When I was finished with the coop, I went to the garden to talk to Ron and get the green beans for seed saving, it was wonderful too see up close what all the chickens had eaten. Ron and I noticed the chickens mostly left the kale. They were kind of eating the bottom leaves, but only because the other stuff was gone–and it wasn’t like they really enjoyed it. Ron loves kale. I do not love kale. I think this kind of breaks his heart, but he was reading some article the other day that said scientists studied babies in the womb to see their reactions to food the mothers ate. It turns out, when the mothers ate kale, the babies made a face like they didn’t like kale either. “Nobody likes kale,” Ron said noticing the chickens had left the kale.

It was so beautiful out there. As I picked the beans for seeds, I took in the melancholy of the garden. Everything is about to go to sleep. That garden has fed us. It has feed four farm share families. It has provided gifts to neighbors and friends. It has fed our chickens and ducks. What a magnificent thing, right?

We eat almost exclusively seasonally and locally. Our weakness is bananas. We just can’t stop eating bananas. But, mostly, the only fresh fruits and vegetables we eat come from our garden or local farms. Now, it’s going to be time for frozen veggies, which is still good, but I still feel a melancholy saying goodbye to the freshness of our garden. There is no food in the world that is so good to me.

And I noticed the chickens, how much they have changed over the course of a summer.
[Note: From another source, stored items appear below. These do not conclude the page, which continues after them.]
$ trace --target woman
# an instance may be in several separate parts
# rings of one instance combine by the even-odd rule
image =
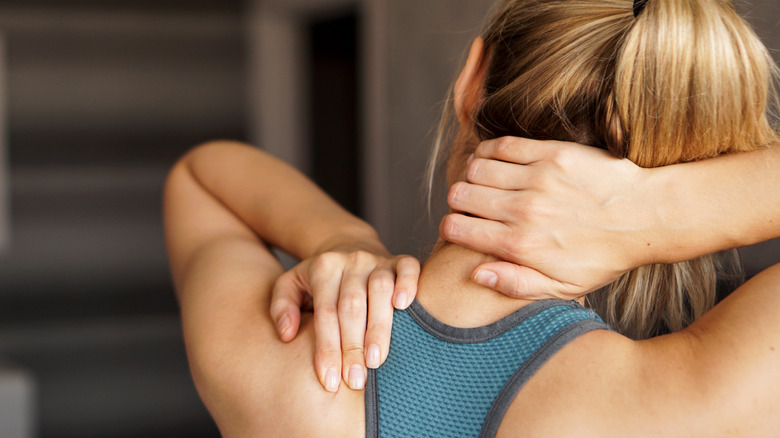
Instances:
[[[630,158],[645,165],[704,158],[730,148],[747,150],[775,140],[764,117],[768,57],[729,5],[654,0],[636,22],[630,7],[630,3],[608,0],[503,3],[484,34],[484,43],[478,39],[472,46],[455,86],[460,129],[448,159],[450,181],[462,175],[479,138],[501,135],[579,140],[613,151],[623,148]],[[658,37],[663,35],[661,29],[653,29],[658,23],[676,30],[694,26],[701,34],[720,38],[720,45],[709,46],[717,49],[718,68],[688,70],[693,80],[676,84],[671,96],[649,87],[632,89],[633,83],[669,85],[670,77],[664,74],[676,78],[674,68],[703,62],[684,50],[693,42],[681,44],[682,48],[667,47],[663,56],[659,48],[648,47],[650,36],[664,42]],[[555,26],[554,32],[551,26]],[[709,32],[698,26],[709,26]],[[552,38],[554,35],[562,37]],[[585,46],[590,51],[583,50]],[[734,53],[724,52],[724,48]],[[513,56],[502,56],[505,49],[512,50],[509,54]],[[529,53],[543,56],[535,58]],[[616,53],[619,56],[614,56]],[[629,55],[636,58],[627,59]],[[561,63],[560,56],[573,63]],[[743,62],[743,56],[749,62]],[[512,63],[502,62],[507,60]],[[668,60],[671,65],[663,65]],[[522,65],[523,61],[527,64]],[[545,65],[545,61],[552,64]],[[640,61],[660,64],[653,70],[637,68]],[[567,69],[549,70],[556,65]],[[604,73],[611,71],[618,73],[612,90],[605,85],[609,81],[603,80],[608,77]],[[645,71],[659,76],[647,80],[636,77]],[[696,74],[691,75],[691,71]],[[558,80],[561,77],[565,80]],[[698,80],[708,86],[720,84],[722,89],[702,93]],[[551,93],[545,86],[553,83],[560,88]],[[621,91],[621,85],[627,90]],[[614,91],[618,93],[613,95]],[[537,93],[537,97],[524,99],[529,93]],[[532,106],[543,98],[549,106]],[[703,105],[699,113],[681,110],[687,108],[687,104],[680,104],[681,99],[714,99],[717,105]],[[641,102],[639,109],[634,107],[636,102]],[[524,105],[522,114],[505,111],[507,105],[510,110],[519,108],[519,103]],[[659,107],[679,124],[659,127],[649,123],[644,116],[656,114]],[[718,110],[714,117],[708,111],[713,108]],[[507,114],[511,117],[501,118]],[[723,122],[735,114],[745,114],[740,123]],[[668,154],[648,152],[653,144],[685,144],[684,140],[690,139],[683,134],[690,134],[691,126],[701,128],[694,130],[700,134],[694,136],[699,148],[670,149]],[[652,138],[652,134],[665,141],[655,139],[658,143],[642,145],[641,138]],[[723,138],[729,141],[724,143]],[[643,147],[637,150],[639,146]],[[366,411],[362,392],[340,390],[332,395],[322,391],[310,373],[314,331],[333,327],[334,309],[317,306],[315,291],[313,321],[304,316],[300,336],[289,344],[279,342],[274,321],[267,315],[273,282],[281,271],[260,239],[304,259],[363,239],[371,242],[369,249],[382,253],[370,230],[282,163],[231,144],[197,149],[177,164],[166,189],[166,229],[193,376],[222,432],[227,436],[363,435],[366,426],[371,426],[371,416],[366,416],[371,412]],[[485,258],[464,247],[441,246],[421,274],[415,312],[427,311],[440,324],[481,327],[505,321],[507,315],[517,315],[513,313],[517,309],[520,313],[531,306],[538,309],[538,305],[511,300],[466,281]],[[322,263],[326,265],[331,262],[319,260],[325,260]],[[366,255],[357,257],[356,262],[368,266],[364,272],[386,263]],[[703,261],[697,266],[715,263]],[[626,330],[638,334],[636,337],[661,326],[686,324],[686,318],[697,316],[709,302],[709,283],[703,276],[697,278],[700,271],[696,267],[676,272],[686,272],[692,284],[705,284],[696,287],[702,291],[703,305],[689,300],[694,294],[683,281],[675,290],[687,295],[658,295],[669,303],[665,308],[679,310],[677,314],[670,310],[637,316],[633,306],[613,303],[613,308],[620,309],[617,321],[626,323]],[[655,279],[659,275],[639,273],[631,278]],[[524,386],[514,388],[516,395],[509,394],[503,406],[506,414],[499,415],[494,425],[498,435],[711,436],[735,430],[745,433],[746,429],[737,430],[745,425],[751,428],[748,434],[770,435],[778,426],[771,413],[780,407],[774,396],[780,388],[780,376],[774,371],[780,361],[774,350],[780,335],[777,317],[761,310],[780,306],[778,280],[780,269],[766,271],[696,323],[672,335],[632,341],[608,330],[584,330],[560,346]],[[341,278],[313,279],[317,284],[327,281],[339,283]],[[641,292],[636,286],[629,289]],[[642,295],[633,295],[641,304]],[[678,298],[682,301],[675,301]],[[477,302],[480,309],[475,312]],[[339,301],[339,306],[347,309],[345,314],[364,312],[359,300],[345,299],[344,303]],[[687,306],[690,314],[686,314]],[[584,312],[580,308],[574,311]],[[620,319],[624,313],[629,317]],[[746,320],[746,315],[752,320]],[[236,357],[231,348],[236,339],[258,348],[241,351]],[[237,365],[242,363],[252,363],[253,368]],[[323,383],[327,385],[332,374],[326,372]],[[352,369],[345,377],[353,380]],[[354,386],[362,386],[361,377],[356,373]],[[242,384],[243,390],[235,392]],[[376,389],[376,385],[371,388]],[[381,396],[379,400],[381,403]],[[390,406],[390,412],[392,409]]]

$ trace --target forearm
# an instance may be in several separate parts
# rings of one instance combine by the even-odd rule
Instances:
[[[192,176],[265,242],[304,259],[344,245],[384,251],[376,232],[308,178],[258,149],[231,142],[182,159]]]
[[[652,169],[646,263],[677,262],[780,236],[780,147]],[[638,254],[642,252],[637,251]]]

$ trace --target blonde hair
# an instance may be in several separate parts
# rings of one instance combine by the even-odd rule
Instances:
[[[478,139],[575,141],[642,167],[777,141],[767,117],[774,64],[730,1],[649,0],[638,17],[632,6],[499,2],[482,33],[487,68],[472,115]],[[445,155],[450,113],[429,176]],[[686,327],[715,304],[718,277],[740,273],[736,251],[643,266],[588,302],[619,332],[647,338]]]

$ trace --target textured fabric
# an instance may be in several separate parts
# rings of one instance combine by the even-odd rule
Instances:
[[[540,301],[494,324],[462,329],[415,301],[395,312],[387,361],[369,371],[366,435],[492,436],[533,373],[595,329],[609,327],[575,302]]]

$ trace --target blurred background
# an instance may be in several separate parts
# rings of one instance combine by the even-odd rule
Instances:
[[[0,436],[218,436],[160,223],[200,142],[261,145],[424,257],[433,127],[491,3],[0,0]],[[780,49],[776,0],[740,9]]]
My babies are all grown up and just magnificent. I will be sure to get some pictures this week. They are gorgeous birds. Ruby’s babies are fantastic too. And, of course, Beatrice, our little miracle chicken from the miracle egg is getting to be a big girl too. At the beginning of the summer, I lost my Broody Hen, one of my original girls. Yesterday, I lost Phoenix, a bird I hatched myself and watched her grow up and old. Both of these hens died of ovarian cancer. They lived long lives, but there is a price they pay for the eggs they give us.

But I have learned that life goes on on the farm, and it won’t be long now before Piatigorsky will lay her first egg, and I will be so grateful to her. I will do my best to help her live a long and happy and healthy life.

It was a good summer. It was a tough summer. I’m sad it’s over though, one more season put to rest.

But, while I feel sad, I am grateful. I’m going to get my husband back. I lose him to the garden every summer. I lost him extra this summer because of the drought. But he’s been in the house more. He’s writing some, quite a bit actually. Of course, he’s already made sure his wood box in the basement is full, and he made kindling today.

I am very thankful for this life.

3 thoughts on “Chicken Gleaners

  1. A lovely read Crystal!
    I love you and Ron’s heartfelt discription of summers end on the farm. 💗
    I’ve shared Ron’s writing with my daughter and her boyfriend (who is a Mainer, Unity College grad). Remember they bought a farm last year.He loves the farm and is so smart about all he does. He said Ron’s piece was great and that he could definitely relate to it. Now today, I sent YOUR very timely information on gleaning chickens. …… remember the 10 acres of blueberries…. a small apple orchard ( which a baby black bear has been spotted twice this week eating apples in).
    Well my daughter is the chicken Mama, around 30 chickies. The chickens have been eating lots of produce but I love all the pluses of setting them loose in the garden…. so I sent that info to the newbees.
    Anyway… thank you both for sharing your loving connection to Maine, farming and animals. I look forward to your writing each day. 🤗


    1. Oh my gosh! This note makes my night! This does my heart so much good, and I love the thought of your daughter’s chickens getting to glean in such a fantastic garden. Also, that’s so cool your daughter’s boyfriend went to Unity! It has always been such a cool school.